ADHD is one of the most common and hereditary neurodevelopmental disorders. Roughly one-fourth to one-half of parents of children with ADHD have ADHD themselves. Parents’ own ADHD symptoms may be a major factor contributing to their children’s ADHD. This study explores the relations among parent ADHD symptoms and child persistence and mindset. For this study, 124 participants were recruited: 62 children diagnosed with ADHD, aged 7–14 years, and their parents. The Conners’ Adult ADHD Rating Scale was used to measure the presence and severity of ADHD symptoms in parents, and children’s persistence was evaluated with a spatial and a verbal persistent task. In both persistence tasks, children completed easy problems then more difficult problems before being asked to make a selection between another easy or hard task. Their choice was taken as an indicator of persistence. Furthermore, children’s mindsets were measured by the Theories of Intelligence Survey.
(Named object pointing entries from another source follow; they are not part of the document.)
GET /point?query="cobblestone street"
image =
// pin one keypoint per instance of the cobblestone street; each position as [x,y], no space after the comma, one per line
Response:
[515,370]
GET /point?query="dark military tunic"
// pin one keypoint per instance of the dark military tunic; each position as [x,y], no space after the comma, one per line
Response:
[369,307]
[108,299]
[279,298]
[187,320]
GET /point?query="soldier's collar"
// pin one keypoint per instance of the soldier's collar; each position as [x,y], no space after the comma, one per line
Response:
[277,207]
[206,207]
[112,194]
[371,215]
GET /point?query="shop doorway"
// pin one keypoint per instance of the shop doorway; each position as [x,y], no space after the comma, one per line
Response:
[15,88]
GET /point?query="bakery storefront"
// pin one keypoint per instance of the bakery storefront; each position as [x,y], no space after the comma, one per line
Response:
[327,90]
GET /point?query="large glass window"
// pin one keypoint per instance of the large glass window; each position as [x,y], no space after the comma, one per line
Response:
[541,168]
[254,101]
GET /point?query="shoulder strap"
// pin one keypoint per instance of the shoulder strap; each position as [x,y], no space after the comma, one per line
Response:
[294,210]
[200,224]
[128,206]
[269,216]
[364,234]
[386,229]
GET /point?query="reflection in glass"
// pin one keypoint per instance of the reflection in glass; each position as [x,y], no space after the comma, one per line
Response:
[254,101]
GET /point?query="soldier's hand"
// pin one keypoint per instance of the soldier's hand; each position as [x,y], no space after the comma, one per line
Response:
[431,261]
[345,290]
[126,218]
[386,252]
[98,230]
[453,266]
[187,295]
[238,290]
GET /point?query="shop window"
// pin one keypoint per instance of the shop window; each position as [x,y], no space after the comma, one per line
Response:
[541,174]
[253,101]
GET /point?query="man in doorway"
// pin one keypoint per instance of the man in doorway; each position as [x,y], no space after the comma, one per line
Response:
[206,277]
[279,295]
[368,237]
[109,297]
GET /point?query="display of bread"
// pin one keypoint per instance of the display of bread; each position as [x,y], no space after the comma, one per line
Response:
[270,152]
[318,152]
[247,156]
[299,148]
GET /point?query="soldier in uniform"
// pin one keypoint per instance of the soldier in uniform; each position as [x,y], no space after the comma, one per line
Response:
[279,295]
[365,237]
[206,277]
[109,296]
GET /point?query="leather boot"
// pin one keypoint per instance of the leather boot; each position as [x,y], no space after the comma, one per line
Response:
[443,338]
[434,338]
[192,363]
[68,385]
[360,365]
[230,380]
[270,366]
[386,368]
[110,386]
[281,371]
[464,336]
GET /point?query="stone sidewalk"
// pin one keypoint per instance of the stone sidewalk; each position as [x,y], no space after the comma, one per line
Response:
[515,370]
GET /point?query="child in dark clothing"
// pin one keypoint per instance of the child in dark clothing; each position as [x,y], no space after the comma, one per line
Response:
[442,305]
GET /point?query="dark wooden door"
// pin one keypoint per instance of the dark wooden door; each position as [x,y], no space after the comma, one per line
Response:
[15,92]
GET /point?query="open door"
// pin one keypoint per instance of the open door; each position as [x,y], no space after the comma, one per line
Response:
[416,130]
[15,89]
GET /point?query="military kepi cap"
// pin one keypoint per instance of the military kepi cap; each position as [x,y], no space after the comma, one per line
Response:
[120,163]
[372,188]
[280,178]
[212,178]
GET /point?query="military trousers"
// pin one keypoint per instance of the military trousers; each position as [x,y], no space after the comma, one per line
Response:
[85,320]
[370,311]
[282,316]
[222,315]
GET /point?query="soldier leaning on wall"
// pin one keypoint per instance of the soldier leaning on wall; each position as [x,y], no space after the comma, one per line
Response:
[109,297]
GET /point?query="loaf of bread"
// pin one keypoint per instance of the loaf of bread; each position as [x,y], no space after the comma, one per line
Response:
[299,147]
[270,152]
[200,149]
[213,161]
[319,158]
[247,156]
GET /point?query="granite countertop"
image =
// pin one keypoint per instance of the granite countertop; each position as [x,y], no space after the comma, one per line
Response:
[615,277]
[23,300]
To test our hypothesis that parental ADHD symptoms would be associated with reduced persistence and more of a fixed mindset, participants were divided into two groups using a median split analysis. T-tests revealed no significant difference between children of parents with lower ADHD symptoms and children of parents with higher ADHD symptoms on the spatial persistence task (p=0.34), verbal persistence (p=0.36) task, and mindset questionnaire t (p=0.31). These findings suggest that children with ADHD whose parents also have ADHD may not be at a greater disadvantage as compared to children with ADHD whose parents do not have ADHD.